Rats in Plumbing
Rats are surprisingly good swimmers, and combine swimming skills with climbing skills to navigate sewers and water pipes with ease. Their task is much easier in cities with very old sewage systems made of brick, or with combination sewer systems. Combination sewer systems allow rats to access household plumbing from storm drains at the street level.
Older Cities and Rats in Sewers
Older cities like Washington D.C. will have combination sewer systems mentioned above that allow rats to enter your home from the street. Contrary to popular belief, the pipes below your toilet that lead into the sewer are not filled with water all of the time. In most cases, water is only let into those pipes as the toilet flushes. If the walls of this pipe are rough enough for a rat to latch onto, it will climb its way into the bottom of the toilet, through the p-trap, and into the bowl.
Modern Buildings and Rat Prevention
Buildings completed in the past 50 years will most likely have safeguards against rats if the sewer system is old and allows rats to travel into sink and toilet outflow pipes. Such safeguards include rat baffles, which are essentially one-way doors, and smooth-sided piping with a wide diameter. Wide diameter pipes without rough surfaces to grip prevent rats from making the long climb up from the sewer outflow and into the sewer pipe for your home.

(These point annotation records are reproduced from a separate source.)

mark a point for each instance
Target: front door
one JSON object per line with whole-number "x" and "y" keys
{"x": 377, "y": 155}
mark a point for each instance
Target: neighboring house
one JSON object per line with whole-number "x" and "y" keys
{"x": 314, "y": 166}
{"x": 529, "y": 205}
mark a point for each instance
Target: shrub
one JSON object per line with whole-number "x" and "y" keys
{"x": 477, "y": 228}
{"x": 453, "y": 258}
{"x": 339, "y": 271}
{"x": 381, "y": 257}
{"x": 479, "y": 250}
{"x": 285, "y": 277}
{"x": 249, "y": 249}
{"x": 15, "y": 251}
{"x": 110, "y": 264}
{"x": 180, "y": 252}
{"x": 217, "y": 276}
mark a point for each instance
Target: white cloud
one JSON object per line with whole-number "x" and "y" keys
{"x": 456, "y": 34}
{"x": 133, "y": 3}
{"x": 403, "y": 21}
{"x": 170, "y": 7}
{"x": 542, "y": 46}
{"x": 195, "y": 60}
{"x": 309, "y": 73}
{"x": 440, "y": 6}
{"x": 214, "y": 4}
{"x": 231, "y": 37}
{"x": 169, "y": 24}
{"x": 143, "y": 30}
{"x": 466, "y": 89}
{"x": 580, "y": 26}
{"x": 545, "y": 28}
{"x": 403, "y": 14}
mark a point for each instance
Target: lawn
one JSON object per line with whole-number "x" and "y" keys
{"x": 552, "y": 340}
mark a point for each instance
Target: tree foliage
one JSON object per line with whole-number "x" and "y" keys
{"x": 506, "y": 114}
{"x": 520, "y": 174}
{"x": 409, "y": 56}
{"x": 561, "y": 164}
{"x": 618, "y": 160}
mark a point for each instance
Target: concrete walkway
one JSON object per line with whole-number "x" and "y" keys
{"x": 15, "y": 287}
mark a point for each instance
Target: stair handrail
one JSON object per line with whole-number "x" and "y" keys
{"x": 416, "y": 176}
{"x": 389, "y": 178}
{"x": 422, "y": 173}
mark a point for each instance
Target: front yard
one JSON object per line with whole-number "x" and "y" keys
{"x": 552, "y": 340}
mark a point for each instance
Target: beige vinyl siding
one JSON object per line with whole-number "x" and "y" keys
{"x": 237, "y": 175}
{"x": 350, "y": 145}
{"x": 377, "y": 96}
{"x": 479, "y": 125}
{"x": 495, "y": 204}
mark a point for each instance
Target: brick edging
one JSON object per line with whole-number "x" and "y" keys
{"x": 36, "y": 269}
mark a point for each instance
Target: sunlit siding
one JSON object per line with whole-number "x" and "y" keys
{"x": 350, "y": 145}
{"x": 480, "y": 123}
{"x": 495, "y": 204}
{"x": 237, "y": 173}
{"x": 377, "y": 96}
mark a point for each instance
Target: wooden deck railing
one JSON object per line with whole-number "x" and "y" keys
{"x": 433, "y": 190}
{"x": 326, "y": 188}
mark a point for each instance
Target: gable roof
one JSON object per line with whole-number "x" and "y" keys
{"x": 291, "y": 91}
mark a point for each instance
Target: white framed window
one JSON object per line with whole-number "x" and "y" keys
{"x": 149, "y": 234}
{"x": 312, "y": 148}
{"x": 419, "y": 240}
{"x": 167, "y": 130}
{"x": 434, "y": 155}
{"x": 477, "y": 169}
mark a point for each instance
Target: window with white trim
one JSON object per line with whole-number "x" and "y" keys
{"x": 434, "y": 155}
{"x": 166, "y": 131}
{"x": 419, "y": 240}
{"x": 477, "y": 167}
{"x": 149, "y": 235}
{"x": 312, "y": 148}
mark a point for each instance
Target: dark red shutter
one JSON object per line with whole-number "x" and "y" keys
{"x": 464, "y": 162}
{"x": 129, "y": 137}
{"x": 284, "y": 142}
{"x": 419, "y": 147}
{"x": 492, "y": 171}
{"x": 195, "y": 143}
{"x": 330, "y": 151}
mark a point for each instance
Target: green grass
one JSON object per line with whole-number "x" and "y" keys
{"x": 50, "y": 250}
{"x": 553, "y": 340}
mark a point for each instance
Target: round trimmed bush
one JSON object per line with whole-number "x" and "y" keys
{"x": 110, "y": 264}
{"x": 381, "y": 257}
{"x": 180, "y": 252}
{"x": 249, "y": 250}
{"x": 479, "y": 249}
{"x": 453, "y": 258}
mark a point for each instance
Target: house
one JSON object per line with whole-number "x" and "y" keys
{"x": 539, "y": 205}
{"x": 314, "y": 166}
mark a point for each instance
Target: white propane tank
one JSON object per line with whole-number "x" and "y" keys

What to Do About Rats in Your Toilet
The best way to deal with a rat in your toilet is to kill it quickly. Flushing it will only keep it away for a short time. Most rats are determined and will try again until they are able to enter the home or are killed. An easy and relatively humane way to do so is to pour a cup of bleach into the bowl of the toilet, close the lid and cover it with an old towel. The gas released by the bleach will cause the rat to suffocate and die with about 15 minutes or so. Then proceed to dispose of the rat according to any local laws for animal carcass disposal.